# What is SERE?



## bearsergeant (Jan 28, 2017)

Sere stands for Survival, Evasion, Resistance, Escape.

Check it out.

https://asgmag.com/survival-skills/sere-survival-evasion-resistance-escape/


----------



## AnotherSOFSurvivor (Sep 7, 2016)

Ehh, I wouldnt call it a derivative of the SAS survival handbook, IMO that is more along the lines of the first half of Sapper.

SERE also depends what level and who it was meant for, my wife got to be cadre for a few rotations and is reinserting on the contractor/consultant side, and its much more complicated than pretending to carjack someone and helping you build a fire.

This article tried to over romanticize it, then shit on what it was meant for. 

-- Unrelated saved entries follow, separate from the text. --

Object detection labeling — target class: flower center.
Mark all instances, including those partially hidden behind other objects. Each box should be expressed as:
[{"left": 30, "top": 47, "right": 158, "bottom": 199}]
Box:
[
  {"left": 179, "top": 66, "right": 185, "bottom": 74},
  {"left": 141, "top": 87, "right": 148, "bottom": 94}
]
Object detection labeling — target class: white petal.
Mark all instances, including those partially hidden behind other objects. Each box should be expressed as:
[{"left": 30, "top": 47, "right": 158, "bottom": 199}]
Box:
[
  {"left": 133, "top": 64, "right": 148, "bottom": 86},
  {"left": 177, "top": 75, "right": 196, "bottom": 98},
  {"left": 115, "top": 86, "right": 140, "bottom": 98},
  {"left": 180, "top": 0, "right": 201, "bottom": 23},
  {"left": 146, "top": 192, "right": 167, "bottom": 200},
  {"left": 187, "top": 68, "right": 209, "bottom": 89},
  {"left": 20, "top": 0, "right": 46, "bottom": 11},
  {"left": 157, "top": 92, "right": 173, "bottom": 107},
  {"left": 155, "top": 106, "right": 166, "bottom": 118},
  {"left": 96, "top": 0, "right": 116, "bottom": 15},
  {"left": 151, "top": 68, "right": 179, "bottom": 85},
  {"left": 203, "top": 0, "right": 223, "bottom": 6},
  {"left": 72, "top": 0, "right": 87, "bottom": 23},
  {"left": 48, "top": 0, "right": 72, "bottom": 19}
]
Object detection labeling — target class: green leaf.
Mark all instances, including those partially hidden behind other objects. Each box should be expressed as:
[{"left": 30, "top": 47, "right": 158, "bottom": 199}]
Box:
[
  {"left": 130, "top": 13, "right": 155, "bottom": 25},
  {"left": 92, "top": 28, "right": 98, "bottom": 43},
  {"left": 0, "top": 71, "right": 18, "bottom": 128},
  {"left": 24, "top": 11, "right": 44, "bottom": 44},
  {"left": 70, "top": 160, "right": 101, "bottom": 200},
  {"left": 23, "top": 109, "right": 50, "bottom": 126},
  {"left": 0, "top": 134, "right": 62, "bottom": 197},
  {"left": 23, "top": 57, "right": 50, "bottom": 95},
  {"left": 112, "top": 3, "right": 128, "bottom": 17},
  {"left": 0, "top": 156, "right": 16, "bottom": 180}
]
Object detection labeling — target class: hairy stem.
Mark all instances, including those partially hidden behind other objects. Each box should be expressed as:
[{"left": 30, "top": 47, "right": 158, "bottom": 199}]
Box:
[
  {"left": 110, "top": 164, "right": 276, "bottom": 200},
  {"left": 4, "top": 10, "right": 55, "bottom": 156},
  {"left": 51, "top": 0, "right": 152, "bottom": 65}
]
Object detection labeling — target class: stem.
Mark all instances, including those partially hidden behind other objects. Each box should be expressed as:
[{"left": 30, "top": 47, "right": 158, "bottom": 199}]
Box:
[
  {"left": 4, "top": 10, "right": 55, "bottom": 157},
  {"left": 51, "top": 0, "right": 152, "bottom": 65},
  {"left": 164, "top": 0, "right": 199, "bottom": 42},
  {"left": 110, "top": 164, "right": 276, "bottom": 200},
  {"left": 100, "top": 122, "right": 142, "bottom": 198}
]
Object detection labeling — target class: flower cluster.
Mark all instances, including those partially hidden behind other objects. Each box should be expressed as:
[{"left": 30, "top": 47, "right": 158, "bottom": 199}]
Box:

sent from a paper cup and string via quantum wierdness


----------



## rstanek (Nov 9, 2012)

It's interesting, but much of it is a rehash of what was taught in boot camp, who abides by the Geneva convention other then us maybe? It is good to be reminded though for us that has been out of the loop for 30, 40 years.


----------



## LunaticFringeInc (Nov 20, 2012)

That doesnt sound too terribly much like the 9 day course in the Phillipeans, I had to go through a couple of times!


----------



## bearsergeant (Jan 28, 2017)

Thanks guys for all the comments much appreciated.


----------